Trails in and around Anchorage

Bryon Powell at iRunFar asked readers to prepare descriptions of the trails and running facilities in 32 cities around the US. His goal is to create a resource for new or travelling runners to find out about trail running in their cities. With Vanessa's help I prepared the following description of the trails around Anchorage:

I moved to Anchorage in the winter of 2009 from Johannesburg, a great big concrete city. I was amazed to discover the trail-running paradise that characterises Alaska. Since I’ve been here, I have run more than ever, and I have made some great running buddies who are only too happy to share their favorite routes with me.

The Anchorage City Bowl boasts a myriad of parks and trails, all of which link up to the forests and mountains of the Chugach National Forest and Chugach State Park.  190 parks covering 10,000 acres are connected by 400 miles of trails, which cater to trail runners of all levels [].

Many of these trails are accessible on foot from within the city districts. For new or amateur runners, there is the paved Tony Knowles Coastal Trail, which starts in Kincaid Park, home to over 44 miles of dirt trails. In fall, the local running community hosts the Bonny Sosa Tuesday Night Race Series, now in its 44th year. For nine weeks, three separate race courses are marked out, and runners from babies to pensioners come out to participate in the Munchkin, Farm or Lightning categories. []

Anchorage is also famous for Alaska’s most frequently climbed peak, Flattop Mountain.
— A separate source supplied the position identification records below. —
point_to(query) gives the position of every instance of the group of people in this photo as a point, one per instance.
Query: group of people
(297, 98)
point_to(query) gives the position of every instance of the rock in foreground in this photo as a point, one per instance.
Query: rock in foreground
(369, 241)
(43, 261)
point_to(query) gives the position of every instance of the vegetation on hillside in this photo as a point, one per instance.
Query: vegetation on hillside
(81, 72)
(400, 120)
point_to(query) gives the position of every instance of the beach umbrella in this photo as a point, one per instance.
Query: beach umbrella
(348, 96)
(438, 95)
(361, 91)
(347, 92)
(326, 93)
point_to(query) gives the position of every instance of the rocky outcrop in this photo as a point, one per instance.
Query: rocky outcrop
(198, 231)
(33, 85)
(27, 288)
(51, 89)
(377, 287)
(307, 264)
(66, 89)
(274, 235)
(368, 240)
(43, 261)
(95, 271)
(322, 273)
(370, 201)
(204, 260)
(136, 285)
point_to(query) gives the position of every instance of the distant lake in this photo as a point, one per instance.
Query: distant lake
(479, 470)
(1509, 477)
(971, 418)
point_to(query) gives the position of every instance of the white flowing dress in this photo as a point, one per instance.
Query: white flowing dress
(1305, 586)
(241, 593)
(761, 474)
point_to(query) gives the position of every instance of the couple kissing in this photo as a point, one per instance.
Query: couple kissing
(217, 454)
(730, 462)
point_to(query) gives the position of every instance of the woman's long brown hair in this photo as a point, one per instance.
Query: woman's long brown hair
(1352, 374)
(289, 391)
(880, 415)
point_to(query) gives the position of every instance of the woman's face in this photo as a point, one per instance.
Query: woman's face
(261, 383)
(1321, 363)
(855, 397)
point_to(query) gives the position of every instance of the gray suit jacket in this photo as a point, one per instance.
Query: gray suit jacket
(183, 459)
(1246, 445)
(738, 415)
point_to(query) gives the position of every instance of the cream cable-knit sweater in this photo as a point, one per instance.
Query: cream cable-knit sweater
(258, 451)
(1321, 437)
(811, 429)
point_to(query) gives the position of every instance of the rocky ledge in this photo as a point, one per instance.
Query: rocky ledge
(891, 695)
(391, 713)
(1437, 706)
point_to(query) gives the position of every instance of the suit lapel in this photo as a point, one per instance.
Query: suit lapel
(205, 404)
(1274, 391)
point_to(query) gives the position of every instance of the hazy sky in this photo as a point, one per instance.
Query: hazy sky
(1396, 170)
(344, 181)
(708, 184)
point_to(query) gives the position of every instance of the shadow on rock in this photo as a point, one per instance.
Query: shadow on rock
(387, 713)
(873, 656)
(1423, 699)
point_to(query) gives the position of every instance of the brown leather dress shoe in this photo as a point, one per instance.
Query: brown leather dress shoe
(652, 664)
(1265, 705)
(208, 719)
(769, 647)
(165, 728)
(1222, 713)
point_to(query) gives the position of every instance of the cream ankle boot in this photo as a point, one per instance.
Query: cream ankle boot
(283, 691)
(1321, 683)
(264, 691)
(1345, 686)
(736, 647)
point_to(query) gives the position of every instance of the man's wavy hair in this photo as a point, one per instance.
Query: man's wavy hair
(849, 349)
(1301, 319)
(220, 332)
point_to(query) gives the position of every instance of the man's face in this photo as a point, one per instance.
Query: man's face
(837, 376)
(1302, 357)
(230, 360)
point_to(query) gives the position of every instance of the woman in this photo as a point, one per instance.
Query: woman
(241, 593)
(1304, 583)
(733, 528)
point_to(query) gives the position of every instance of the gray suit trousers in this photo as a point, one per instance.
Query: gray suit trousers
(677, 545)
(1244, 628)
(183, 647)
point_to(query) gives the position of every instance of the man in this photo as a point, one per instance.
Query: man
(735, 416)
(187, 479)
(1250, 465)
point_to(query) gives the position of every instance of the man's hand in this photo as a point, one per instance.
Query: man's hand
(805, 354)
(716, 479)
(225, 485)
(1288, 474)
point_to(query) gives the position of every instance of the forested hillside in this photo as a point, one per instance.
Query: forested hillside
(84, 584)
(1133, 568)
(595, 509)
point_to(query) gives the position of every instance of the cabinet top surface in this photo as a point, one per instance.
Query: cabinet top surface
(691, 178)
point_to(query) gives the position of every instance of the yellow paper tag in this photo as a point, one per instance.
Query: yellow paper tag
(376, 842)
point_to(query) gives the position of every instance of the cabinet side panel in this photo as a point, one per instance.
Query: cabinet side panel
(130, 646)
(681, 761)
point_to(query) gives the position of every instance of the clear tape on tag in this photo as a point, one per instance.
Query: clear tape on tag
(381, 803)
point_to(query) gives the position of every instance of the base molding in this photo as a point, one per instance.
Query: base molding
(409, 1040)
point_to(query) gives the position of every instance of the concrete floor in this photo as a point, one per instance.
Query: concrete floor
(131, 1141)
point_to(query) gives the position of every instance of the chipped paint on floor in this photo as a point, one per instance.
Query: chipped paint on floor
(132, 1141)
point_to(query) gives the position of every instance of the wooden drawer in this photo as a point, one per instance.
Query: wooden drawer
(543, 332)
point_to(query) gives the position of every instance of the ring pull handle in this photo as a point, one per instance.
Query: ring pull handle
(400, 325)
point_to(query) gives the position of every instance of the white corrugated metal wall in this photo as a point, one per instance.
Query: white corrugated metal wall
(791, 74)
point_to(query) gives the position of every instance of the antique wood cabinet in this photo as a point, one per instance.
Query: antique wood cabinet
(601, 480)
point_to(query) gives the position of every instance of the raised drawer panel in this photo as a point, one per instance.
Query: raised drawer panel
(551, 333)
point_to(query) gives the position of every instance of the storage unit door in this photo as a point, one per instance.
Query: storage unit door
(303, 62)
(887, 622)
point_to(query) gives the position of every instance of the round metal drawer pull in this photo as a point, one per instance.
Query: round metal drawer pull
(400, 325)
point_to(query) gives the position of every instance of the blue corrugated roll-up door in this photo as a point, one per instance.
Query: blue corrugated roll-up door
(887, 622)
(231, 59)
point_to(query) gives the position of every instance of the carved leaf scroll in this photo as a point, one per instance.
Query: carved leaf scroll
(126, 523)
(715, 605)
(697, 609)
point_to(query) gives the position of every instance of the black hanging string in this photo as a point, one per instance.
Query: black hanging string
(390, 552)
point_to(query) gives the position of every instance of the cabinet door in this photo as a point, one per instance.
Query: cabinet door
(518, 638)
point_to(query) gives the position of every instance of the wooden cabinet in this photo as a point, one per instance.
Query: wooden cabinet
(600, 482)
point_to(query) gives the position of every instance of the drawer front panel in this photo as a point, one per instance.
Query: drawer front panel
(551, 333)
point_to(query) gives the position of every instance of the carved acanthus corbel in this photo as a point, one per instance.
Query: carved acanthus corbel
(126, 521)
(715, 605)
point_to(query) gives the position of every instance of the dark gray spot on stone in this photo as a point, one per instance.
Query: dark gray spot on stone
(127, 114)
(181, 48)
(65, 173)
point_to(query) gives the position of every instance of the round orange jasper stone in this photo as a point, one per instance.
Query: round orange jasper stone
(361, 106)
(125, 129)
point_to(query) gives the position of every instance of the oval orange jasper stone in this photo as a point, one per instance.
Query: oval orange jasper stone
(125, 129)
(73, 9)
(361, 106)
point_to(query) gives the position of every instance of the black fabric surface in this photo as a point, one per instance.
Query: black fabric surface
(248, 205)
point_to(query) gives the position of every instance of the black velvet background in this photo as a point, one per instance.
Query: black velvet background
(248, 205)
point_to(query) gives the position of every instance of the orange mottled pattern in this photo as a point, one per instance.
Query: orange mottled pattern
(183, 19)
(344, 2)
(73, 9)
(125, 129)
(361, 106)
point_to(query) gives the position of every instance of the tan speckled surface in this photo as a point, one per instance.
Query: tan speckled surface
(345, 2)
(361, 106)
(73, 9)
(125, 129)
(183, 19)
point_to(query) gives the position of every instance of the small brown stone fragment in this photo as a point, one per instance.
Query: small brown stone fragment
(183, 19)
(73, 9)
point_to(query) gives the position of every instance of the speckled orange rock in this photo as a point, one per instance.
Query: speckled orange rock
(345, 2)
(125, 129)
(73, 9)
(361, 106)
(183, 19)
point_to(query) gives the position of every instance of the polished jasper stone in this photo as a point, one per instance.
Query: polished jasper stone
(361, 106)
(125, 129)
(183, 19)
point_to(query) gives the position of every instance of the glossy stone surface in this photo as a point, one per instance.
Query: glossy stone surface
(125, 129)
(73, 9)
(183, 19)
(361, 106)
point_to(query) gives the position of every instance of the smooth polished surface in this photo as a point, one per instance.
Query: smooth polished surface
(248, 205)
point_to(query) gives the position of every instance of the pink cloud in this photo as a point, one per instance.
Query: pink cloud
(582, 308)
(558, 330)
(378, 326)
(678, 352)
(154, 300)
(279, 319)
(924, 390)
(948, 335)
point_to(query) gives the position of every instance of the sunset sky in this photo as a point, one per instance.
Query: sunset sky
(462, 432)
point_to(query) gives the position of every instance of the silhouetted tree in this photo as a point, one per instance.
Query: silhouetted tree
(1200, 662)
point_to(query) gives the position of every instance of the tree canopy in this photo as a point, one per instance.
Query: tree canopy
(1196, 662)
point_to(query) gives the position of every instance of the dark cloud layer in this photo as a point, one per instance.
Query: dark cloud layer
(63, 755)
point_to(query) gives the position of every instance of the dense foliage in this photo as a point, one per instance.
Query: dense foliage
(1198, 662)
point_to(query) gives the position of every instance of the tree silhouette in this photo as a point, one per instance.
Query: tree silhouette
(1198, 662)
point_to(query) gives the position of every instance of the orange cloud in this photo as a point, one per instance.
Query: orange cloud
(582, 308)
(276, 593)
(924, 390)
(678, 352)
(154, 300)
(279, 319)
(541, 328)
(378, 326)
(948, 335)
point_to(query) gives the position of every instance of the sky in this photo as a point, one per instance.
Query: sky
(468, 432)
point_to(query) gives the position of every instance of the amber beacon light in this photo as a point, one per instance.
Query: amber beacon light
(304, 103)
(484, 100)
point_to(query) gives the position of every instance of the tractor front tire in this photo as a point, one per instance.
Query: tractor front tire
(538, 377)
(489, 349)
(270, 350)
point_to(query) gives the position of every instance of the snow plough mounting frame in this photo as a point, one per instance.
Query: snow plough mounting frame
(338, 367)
This trail has a total elevation gain of 1,350 feet in 1.5 miles and the peak provides stupendous views of the city, the valleys, Cook Inlet and Mount McKinley in the northwest. From the same trailhead, there is easy access to Powerline Pass, one of Anchorage’s most beautiful trails and one of my favorites.

Powerline pass as seen from Flattop

These trails are all part of the Chugach State Park trail system. The Chugach Mountains run along the east of the city, and are accessible from various points along the Anchorage trail network. In 2010 Harlow Robinson traversed the twelve peaks with an elevation higher than 5,000 feet, completing the Front Range Link-Up in under 23 hours. (Robinson has won the tortuous Matanuska Peak Challenge six times and the backcountry Cross Pass Crossing marathon twice.) [].

Runners who train on these trails might be preparing for two of south-central Alaska’s biggest trail races. In June, competitive trail runners connect Girdwood (40 miles south of Anchorage) to Eagle River (15 miles north of Anchorage) using trails through the Chugach Range, running as the crow flies, in the Crow Pass Race.

This marathon-length race has fixed start and end points, but the route past the Monarch mine ruins, Crystal Lake, Raven Glacier and Eagle River is up to the racers. Runners have one hour to make it to the top of the first mountain (where they invariably have to run through snow), and a further five hours to complete the race. Roughly-defined paths help out at times, but there are large sections of the trail where the tundra is unflattened and the bush is overgrown. Encounters with bears, moose and Dall sheep are common. Halfway through the race, the runners choose their own place to ford the thigh-deep, 25-foot, glacial-fed Eagle River.

Crow Pass veterans recognize rock piles and distinctive trees, and spend their summers working out short cuts and fine-tuning their routes. It’s a physically demanding race, but it’s great fun! The 2010 Crow Pass was won by Geoff Roes, a Juneau-based trail runner who also won last year’s Western States 100.

Anchorage’s trails are also accessible in winter. Many intrepid trail runners still take to the snowy paths, enjoying the solitude or possibly training for one of the toughest winter trail races, the Susitna 100. This race covers 100 miles through remote forests and frozen rivers and lakes, and can be completed on foot, bike or ski. Look out for my name on the finishers’ list this year!

Powerline pass in early fall

The best running store in Anchorage is Skinny Raven. They stock a good selection of kit and trail shoes and they helped to design the Adidas Raven trail shoe. They also sponsor a lot of local races, including the Tuesday Night Race Series and Crow Pass. They have marathon and half-marathon training groups and hold group runs from their store.

National Trails Day is a big deal here, and many runners and other trail users come out in force to contribute to the maintenance of the in-town trails. The Alaskan landscape provides the most beautiful backdrop for the trails, and it is a privilege to be able to enjoy them. For the trail runner, I think Anchorage is heaven!